Malheureusement, des observateurs avertis n’ont pas hésité à lui rétorquer que si un audit sérieux serait ouvert sur cette dotation en micro-projets parlementaires, il y a longtemps que des problèmes comme l’accès à l’eau potable ne se poseraient plus dans son Mayo Sava natal. En d’autres termes, l’homme serait loin d’être un modèle dans l’utilisation des fonds destinés aux micro-projets parlementaires dont il bénéficie également au titre de député de la Nation. En tout cas, cette suppression qui a été diversement appréciée dans la communauté des députés de la Nation permettra au Trésor public de faire des économies de l’ordre de 1,44 milliard Fcfa par an. Ce qui n’est pas rien.
CABINETS PARLEMENTAIRES
Si cette innovation vient également réparer une injustice en mettant au même pied d’égalité l’Assemblée nationale et le Sénat, tant il est vrai que les sénateurs ne bénéficient pas de cette dotation depuis son entrée en service en 2013, force est de constater que ce que les députés étaient censés réaliser dans leurs circonscriptions en faveur des populations sera désormais réservé exclusivement à l’Etat central et aux collectivités territoriales décentralisées (Ctd). Ce qui milite en faveur de la libération totale des transferts de compétences et de moyens vers les Ctd.

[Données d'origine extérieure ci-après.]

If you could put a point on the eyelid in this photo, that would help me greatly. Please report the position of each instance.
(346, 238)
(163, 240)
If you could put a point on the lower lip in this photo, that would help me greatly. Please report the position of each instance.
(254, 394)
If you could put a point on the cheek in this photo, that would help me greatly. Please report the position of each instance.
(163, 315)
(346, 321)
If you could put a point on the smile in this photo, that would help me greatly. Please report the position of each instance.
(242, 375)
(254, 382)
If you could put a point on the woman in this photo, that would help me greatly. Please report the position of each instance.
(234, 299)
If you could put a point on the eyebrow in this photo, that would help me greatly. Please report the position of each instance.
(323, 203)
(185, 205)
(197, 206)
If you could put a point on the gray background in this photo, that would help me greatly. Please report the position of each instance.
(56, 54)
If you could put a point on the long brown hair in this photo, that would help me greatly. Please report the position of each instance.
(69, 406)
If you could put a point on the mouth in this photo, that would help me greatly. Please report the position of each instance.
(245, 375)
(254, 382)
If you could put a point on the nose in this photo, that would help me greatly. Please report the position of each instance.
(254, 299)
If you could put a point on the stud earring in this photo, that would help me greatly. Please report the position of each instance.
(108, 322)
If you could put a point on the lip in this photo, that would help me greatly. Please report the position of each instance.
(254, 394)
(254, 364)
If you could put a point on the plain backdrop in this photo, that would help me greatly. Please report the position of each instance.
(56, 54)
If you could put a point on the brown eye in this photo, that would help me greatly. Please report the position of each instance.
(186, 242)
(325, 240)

Des députés qui ont soutenu cette coupe sans avertissement, indiquent que l’absence d’un dispositif officiel de contrôle a posteriori de l’utilisation de ces fonds pour les besoins de la cause et donc, de l’effectivité des réalisations au profit des populations, restera la seule raison de cette suppression. Exactement, pendant que certains députés comme Paul Eric Djomgoué du Mfoundi se sont toujours illustrés par leurs appuis multiformes aux populations (largement sur fonds propres), d’autres dans le Wouri, avec 3 mandats de parlementaire en poche, auront toutes les peines du monde à montrer un forage construit dans leurs circonscriptions électorales, ou une école repeinte comme a voulu le faire récemment un certain Joshua Osih.
Des sources concordantes indiquent aussi que plusieurs parlementaires défenseurs de la thèse de la suppression de l’enveloppe allouée aux députés pour les micro-projets soutiennent l’argument selon lequel le rôle du député ne consiste pas à réaliser des actions ou des projets dans leur circonscription électorale, mais ils sont davantage investis d’une double mission : le vote des lois et le contrôle de l’action gouvernementale. Doit-on comprendre que l’ère des députés donateurs de tables-bancs et du pain-sardine et autres victuailles aux populations est révolue ? Difficile à dire. Surtout que connaissant l’ingéniosité des Camerounais à recourir aux raccourcis lorsqu’il s’agit de se faire de l’argent facile, il est évident que nos députés ont déjà trouvé la stratégie pour compenser cette suppression des fonds destinés aux microprojets parlementaires.
D’ailleurs, une source proche du parlement indique que l’enveloppe budgétaire de l’Assemblée nationale elle-même a connu une hausse considérable qui pourrait voir les députés bénéficier d’une enveloppe plus consistance que celle des micro-projets qui serait alors destinée à l’appui à leurs cabinets parlementaires. Dieu seul sait combien de députés camerounais songent même à ouvrir un cabinet parlementaire dans leur circonscription électorale. Qui vivra verra !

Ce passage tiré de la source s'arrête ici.